The reason for this is the war presents an existential threat to global supply chains, whose effects already include actual and inevitable further shortages in food, fuel, medicine and fertilizer supplies.

This explains why a formerly forbidden consensus against Israel appears to be emerging. The war launched for Israeli interests by the United States has now produced a deadlock whose lack of resolution could undermine the global economy. It is this emergency, whose limits are not yet defined, formerly disparate political powers are uniting in a single message of condemnation of Israeli actions. Recognition is growing that if Israel is not restrained, the damage to the global economy and the dollar itself may be fatal.

A new consensus against Israel?

The socialist government of Spain, the post-fascist government of Italy, the neo-liberal globalists of Britain, France and Germany, and the Communist regime of China are aligned against the Israelis and accordingly against their sponsor, the United States.

The war has broken down old bonds of allegiance secured by a security architecture which has produced insecurity, instability, economic crisis and the routine commission of war crimes.

This includes the destruction by U.S. missiles of a school in Iran’s Minab – killing 168 (mainly young girls) in a “double tap” strike by American Tomahawk missiles.

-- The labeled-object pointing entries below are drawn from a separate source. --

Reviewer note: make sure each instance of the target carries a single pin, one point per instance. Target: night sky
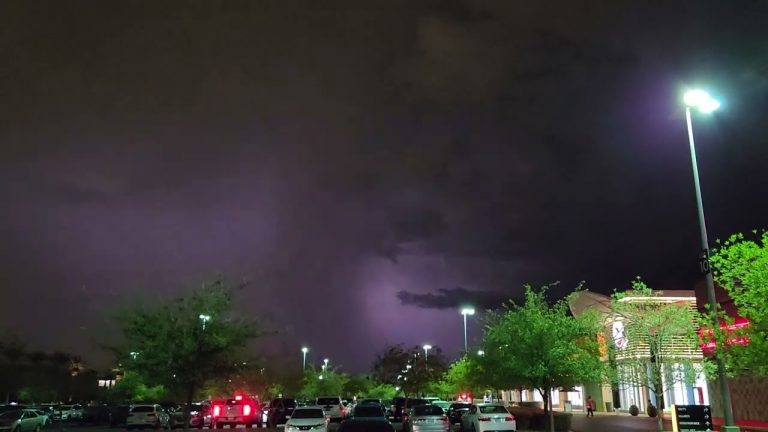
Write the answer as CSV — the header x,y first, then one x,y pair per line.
x,y
368,165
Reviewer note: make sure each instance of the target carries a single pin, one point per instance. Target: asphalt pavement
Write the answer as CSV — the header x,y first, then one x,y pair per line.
x,y
615,423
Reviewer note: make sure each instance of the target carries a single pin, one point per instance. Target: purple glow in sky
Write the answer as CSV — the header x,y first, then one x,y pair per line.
x,y
367,166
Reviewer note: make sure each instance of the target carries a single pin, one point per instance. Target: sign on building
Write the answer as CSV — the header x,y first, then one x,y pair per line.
x,y
691,418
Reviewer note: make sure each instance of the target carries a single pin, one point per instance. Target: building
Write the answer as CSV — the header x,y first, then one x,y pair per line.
x,y
628,392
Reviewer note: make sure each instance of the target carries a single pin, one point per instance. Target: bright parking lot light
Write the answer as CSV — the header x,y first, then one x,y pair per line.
x,y
705,103
204,318
304,351
700,100
464,312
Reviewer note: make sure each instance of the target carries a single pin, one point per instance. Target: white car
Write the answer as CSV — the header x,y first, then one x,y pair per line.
x,y
141,416
332,407
488,417
307,419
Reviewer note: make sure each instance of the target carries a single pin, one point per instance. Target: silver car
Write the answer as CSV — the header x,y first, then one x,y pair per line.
x,y
426,418
20,421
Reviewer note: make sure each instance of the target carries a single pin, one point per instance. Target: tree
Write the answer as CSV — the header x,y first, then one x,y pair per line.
x,y
410,369
187,341
357,385
131,388
461,377
540,346
740,266
328,382
654,342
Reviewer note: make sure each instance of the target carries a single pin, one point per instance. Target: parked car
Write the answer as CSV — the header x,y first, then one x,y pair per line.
x,y
95,415
426,418
200,416
307,419
371,411
400,407
118,415
45,416
240,410
142,416
332,405
487,417
457,410
20,420
278,409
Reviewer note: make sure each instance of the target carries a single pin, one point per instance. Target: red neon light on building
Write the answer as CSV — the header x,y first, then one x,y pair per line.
x,y
707,340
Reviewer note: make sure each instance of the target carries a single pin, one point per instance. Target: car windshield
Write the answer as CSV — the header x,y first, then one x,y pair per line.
x,y
368,411
492,409
427,410
143,408
10,415
308,413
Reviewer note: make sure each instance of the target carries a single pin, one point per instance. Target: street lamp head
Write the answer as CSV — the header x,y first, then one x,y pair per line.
x,y
701,100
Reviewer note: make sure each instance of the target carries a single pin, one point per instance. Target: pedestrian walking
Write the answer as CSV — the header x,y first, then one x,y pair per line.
x,y
590,406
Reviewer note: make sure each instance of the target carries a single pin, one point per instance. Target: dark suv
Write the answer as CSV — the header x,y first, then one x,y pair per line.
x,y
456,410
401,405
277,410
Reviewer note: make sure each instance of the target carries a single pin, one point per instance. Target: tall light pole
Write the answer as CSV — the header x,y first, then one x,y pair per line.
x,y
204,318
466,311
702,101
426,347
304,351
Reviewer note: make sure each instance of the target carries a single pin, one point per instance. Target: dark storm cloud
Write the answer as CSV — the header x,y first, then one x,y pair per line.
x,y
358,157
453,299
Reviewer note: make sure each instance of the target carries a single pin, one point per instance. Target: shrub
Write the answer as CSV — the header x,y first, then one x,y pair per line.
x,y
652,411
535,419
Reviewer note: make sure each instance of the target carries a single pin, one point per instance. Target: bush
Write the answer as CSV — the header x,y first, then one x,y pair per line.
x,y
652,411
535,419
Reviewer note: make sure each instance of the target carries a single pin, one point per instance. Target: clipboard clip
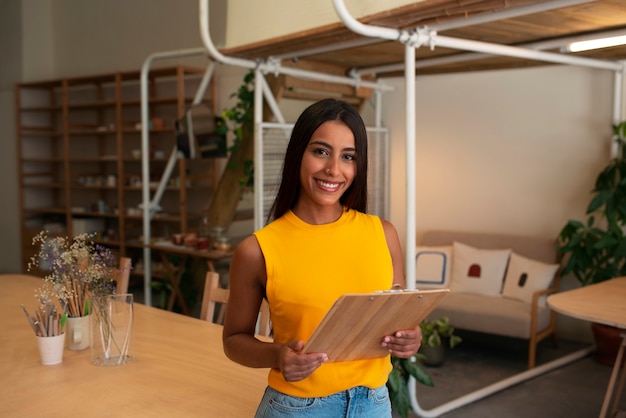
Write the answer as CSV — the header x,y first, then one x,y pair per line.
x,y
396,288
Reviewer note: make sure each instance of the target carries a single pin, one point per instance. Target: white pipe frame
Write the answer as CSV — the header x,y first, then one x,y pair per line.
x,y
270,65
149,208
426,37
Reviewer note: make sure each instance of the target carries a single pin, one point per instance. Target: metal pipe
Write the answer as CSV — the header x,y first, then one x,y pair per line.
x,y
512,51
471,56
425,36
258,149
273,66
145,164
411,227
506,14
618,100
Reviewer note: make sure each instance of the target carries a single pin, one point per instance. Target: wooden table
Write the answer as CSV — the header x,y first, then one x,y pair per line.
x,y
175,272
604,303
179,370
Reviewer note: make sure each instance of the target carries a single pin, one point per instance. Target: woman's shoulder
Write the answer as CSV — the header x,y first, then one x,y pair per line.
x,y
248,249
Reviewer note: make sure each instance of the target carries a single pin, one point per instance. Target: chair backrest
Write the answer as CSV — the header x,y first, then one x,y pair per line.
x,y
121,280
214,294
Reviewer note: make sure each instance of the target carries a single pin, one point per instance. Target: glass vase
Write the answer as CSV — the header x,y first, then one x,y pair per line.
x,y
77,332
112,330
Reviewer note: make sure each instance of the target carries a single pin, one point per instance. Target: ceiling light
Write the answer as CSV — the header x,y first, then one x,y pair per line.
x,y
597,43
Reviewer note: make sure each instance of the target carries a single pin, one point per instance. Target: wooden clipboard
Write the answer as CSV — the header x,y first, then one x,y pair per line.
x,y
354,326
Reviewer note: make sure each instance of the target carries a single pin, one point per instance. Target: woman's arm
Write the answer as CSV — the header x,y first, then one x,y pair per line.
x,y
393,242
403,343
247,289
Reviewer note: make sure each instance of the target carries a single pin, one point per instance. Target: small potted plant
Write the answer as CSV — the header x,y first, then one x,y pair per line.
x,y
435,333
398,382
595,250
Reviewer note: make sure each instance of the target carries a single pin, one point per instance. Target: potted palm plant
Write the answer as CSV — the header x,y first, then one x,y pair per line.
x,y
595,250
434,334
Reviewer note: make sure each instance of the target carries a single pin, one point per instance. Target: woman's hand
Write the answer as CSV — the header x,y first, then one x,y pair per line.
x,y
296,366
404,343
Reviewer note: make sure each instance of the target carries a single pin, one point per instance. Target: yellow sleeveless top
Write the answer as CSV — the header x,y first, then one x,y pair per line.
x,y
308,268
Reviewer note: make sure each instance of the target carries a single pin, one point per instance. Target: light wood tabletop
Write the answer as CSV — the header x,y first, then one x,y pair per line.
x,y
179,369
603,302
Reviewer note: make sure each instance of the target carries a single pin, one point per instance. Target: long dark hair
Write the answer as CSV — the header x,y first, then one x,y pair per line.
x,y
311,119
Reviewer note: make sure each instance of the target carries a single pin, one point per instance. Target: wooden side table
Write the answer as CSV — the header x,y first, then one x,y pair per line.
x,y
175,272
604,303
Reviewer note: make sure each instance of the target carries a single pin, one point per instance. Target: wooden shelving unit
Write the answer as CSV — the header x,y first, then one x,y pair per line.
x,y
79,171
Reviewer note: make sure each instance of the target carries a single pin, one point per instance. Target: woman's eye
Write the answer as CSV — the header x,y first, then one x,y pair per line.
x,y
321,151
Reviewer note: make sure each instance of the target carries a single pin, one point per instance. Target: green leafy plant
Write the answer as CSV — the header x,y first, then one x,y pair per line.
x,y
595,250
433,333
239,120
398,382
436,331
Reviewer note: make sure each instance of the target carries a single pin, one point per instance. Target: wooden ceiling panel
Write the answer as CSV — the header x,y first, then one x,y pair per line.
x,y
592,17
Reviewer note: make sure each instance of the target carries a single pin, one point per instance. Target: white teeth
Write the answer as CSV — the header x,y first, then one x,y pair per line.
x,y
328,185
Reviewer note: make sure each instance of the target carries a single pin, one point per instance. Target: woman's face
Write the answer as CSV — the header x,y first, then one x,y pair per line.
x,y
328,164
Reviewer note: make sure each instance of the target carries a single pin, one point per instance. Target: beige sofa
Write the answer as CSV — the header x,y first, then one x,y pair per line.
x,y
497,314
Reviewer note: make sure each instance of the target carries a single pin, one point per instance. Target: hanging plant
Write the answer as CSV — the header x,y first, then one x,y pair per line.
x,y
239,119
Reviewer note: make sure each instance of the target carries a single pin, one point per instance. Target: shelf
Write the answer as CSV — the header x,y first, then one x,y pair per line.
x,y
75,133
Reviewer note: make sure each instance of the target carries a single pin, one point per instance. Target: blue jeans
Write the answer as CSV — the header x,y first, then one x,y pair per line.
x,y
358,402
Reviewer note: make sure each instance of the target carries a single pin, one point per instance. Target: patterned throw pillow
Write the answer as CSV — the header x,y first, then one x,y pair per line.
x,y
525,276
478,271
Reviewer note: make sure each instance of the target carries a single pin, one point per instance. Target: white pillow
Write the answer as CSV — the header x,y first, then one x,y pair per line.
x,y
525,276
432,267
478,271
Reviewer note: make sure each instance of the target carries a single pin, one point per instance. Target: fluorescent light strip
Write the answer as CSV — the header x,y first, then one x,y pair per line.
x,y
597,43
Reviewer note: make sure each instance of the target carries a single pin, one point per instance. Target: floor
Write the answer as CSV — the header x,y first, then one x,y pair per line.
x,y
574,390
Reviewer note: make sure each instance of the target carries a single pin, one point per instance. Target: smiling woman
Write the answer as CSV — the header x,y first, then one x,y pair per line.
x,y
318,245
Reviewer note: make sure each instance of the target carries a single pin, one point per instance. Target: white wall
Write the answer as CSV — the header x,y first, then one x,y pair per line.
x,y
10,70
509,151
513,151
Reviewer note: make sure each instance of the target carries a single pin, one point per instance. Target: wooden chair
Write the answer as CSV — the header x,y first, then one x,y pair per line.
x,y
214,294
121,280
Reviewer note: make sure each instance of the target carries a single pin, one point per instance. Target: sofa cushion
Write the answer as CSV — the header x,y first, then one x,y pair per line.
x,y
490,314
432,267
478,271
525,276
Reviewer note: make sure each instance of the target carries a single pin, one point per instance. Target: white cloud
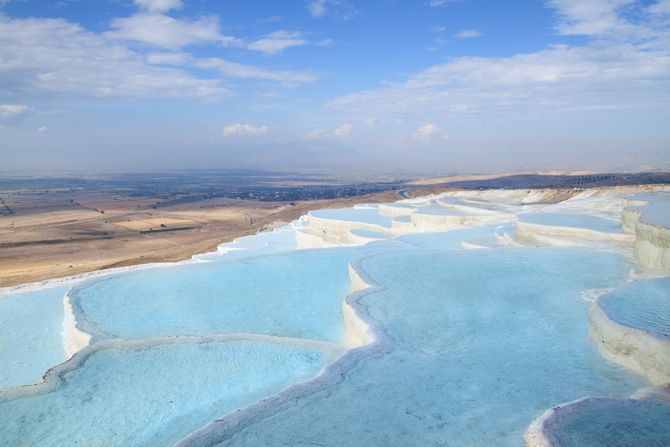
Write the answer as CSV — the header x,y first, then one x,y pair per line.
x,y
231,69
234,69
339,8
589,17
426,133
602,75
240,129
467,34
277,42
9,110
167,32
338,133
343,131
660,7
159,5
53,57
325,43
317,8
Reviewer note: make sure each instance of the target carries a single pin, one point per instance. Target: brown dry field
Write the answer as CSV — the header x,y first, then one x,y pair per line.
x,y
51,237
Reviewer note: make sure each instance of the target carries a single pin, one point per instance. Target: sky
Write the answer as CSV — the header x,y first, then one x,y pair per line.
x,y
425,86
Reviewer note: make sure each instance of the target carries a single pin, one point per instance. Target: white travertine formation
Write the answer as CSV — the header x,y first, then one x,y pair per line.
x,y
74,339
557,236
340,230
357,331
652,246
634,348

With Iran’s military production and firepower mainly deep underground, U.S. and Israeli airstrikes have targeted many civilian sites, following the stated policy of the Israeli “Dahiya Doctrine” being applied to Iran and to Lebanon.

This doctrine, first developed in Israel’s 2008 invasion of Lebanon, orders the deliberate targeting of civilian infrastructure such as water, food, and fuel supplies, along with schools, hospitals, housing and transport routes. Its aim is to make civilian life impossible, producing social collapse and a refugee crisis towards “regime change.” This violence is permissioned by demonizing the enemy, a technique known as “hasbara,” and was adopted by Donald Trump exactly mirroring false atrocity claims made by the Israelis after October 7.

When asked on March 7 whether U.S. and Israeli strikes had deliberately targeted civilian water desalination plants in a dangerous escalation for a water-scarce Gulf, Trump replied the “Iranians are among the most horrible people ever,” before adding: “They cut babies’ heads off … cut women in half.”

So far, the Iranian regime seems impervious to change, despite the assassinations, the repeated rounds of destruction, and failed diplomatic efforts to rally a Western coalition to join the war.

The war has reshaped the words and now the actions of European leaders. The adoption of Israeli media propaganda and military strategy has transfigured the U.S. The regime this war has changed is not that in Iran. It is already changing our regime in the West, but into what?

This is the bottom line. It will be decided by whether restraint or escalation makes the headlines in the days to come.